The auditions are not simply verbal, some take the form of song or blank verse, and there is the overriding sense of lived experience coming from those involved.
As the film progresses, the factual auditions fade and fictionalised/ re-enacted scenes from the new film biography of Thomas Goudie appear. This development is not announced and only becomes apparent when characters begin to refer to Giddings as ‘Tom’ rather than ‘Stephen’.
Stephen is a film full of ideas but not all of them clear. The purpose of a dancer on a street corner or of Giddings changing his clothes while striding through a housing estate is vague unless the latter is to suggest a change of character. Some of the scenes become clumsy in an effort to make a point. Giddings becomes moved and breaks off from an argument in character as Goudie because the issues raised are so close to his personal circumstances.
Stephen does not glamorise gambling. Giddings’s addiction is rooted in childhood insecurity, compensating for the absence of a father figure by trying to behave as an adult. The actual process of gambling is squalid, rather than a high-flying casino the card game takes place in the storeroom of a run-down shop. But if the setting is seedy the stakes are high with bets rapidly running up to £25,000. Michelle Collins has a strong cameo as a hard-faced loan shark and Stephen’s humiliation is excruciating to witness losing not just the equivalent of a year’s wages but also his dignity. The compulsive nature of gambling is, however, apparent in Giddings’s response to his loss – a mixture of self-justification and self-aggrandisement notably refusing to take any responsibility for his own actions.
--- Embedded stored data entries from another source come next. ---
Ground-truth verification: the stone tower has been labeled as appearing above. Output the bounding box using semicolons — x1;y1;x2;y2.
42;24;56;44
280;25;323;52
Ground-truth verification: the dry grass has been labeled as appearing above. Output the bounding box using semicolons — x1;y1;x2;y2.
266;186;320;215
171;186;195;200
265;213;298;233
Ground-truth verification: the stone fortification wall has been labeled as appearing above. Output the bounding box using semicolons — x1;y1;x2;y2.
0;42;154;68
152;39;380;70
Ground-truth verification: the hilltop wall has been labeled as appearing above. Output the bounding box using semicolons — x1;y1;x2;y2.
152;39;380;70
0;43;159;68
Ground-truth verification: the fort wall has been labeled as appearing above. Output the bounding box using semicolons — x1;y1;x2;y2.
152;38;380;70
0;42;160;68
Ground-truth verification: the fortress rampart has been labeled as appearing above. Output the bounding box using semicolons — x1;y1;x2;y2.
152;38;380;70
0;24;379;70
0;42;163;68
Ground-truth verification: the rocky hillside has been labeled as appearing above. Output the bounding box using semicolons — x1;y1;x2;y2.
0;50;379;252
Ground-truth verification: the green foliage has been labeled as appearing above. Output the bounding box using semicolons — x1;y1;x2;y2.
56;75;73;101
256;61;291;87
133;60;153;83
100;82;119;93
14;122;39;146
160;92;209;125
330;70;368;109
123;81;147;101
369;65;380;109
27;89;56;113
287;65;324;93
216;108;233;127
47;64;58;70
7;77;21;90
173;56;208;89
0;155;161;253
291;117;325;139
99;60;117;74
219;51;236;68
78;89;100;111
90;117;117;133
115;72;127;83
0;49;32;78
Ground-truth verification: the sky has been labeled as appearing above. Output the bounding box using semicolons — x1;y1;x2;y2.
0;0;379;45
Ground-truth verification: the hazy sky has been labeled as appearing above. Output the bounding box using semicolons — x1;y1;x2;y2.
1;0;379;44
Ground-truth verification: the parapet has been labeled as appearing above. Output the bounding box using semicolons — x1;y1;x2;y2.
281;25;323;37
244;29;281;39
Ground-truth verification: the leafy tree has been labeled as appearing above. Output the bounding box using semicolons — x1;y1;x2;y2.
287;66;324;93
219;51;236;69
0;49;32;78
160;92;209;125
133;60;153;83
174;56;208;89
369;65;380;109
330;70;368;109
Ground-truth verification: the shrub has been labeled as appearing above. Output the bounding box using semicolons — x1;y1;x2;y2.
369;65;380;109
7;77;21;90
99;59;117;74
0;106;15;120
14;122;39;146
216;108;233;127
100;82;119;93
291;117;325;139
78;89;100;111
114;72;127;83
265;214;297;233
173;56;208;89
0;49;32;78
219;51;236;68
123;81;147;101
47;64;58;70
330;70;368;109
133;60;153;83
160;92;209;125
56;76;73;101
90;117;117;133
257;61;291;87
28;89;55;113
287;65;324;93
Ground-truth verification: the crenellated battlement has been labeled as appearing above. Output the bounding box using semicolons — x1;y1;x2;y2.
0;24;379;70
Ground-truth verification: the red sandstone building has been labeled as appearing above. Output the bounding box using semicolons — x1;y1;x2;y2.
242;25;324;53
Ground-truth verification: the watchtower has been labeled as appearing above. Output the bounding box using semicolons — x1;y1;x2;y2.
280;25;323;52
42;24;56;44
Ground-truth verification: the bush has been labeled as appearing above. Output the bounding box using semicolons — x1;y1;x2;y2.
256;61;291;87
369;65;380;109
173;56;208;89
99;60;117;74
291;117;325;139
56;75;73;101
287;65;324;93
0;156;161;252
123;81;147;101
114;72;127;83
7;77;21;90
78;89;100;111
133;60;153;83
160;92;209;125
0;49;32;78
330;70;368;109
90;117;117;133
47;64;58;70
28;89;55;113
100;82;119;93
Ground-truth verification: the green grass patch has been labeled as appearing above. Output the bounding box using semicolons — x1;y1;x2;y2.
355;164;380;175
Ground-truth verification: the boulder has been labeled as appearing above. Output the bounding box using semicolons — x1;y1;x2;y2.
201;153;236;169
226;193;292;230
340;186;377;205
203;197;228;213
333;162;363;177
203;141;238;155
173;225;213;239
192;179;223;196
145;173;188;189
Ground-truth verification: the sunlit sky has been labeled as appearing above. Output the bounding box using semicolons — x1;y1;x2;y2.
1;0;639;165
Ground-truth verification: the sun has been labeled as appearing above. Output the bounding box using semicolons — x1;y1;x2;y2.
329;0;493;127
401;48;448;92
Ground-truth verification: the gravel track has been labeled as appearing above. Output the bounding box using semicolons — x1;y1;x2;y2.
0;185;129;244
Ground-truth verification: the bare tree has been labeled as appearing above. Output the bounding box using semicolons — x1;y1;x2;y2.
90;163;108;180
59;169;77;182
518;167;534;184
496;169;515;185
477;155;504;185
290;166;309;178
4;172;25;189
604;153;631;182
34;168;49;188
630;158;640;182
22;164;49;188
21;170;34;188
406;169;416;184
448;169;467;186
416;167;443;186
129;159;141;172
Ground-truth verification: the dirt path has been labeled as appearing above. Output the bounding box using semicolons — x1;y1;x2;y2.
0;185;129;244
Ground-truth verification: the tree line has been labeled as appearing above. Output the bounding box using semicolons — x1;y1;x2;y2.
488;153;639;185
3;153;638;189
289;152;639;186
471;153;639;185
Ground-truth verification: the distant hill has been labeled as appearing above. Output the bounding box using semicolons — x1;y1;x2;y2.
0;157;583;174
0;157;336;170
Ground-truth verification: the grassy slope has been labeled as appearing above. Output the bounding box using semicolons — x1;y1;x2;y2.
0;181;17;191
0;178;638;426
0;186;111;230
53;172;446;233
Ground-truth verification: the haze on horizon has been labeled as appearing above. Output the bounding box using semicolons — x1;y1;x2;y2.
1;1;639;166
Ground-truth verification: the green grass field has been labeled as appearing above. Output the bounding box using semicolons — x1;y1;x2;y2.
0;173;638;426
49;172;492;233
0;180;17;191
The radical approach taken by Melanie Manchot avoids the ‘mockumentary’ format which has become a bit tired. The blend of factual and fictionalised footage works on an intellectual level demonstrating the compulsive and self-destructive nature of gambling. Addicts by their nature are selfish and their interests shallow – a point made as the fictionalised Goudie moves from planning to buy a home with his girlfriend to cadging her savings to fund his habit. Stephen is, therefore, an imaginative approach to making a documentary and a convincing portrayal of people with whom it is not easy to sympathise.
STEPHEN will world premiere in the International Competition at Sheffield Doc/Fest on 16 and 18 June 2023.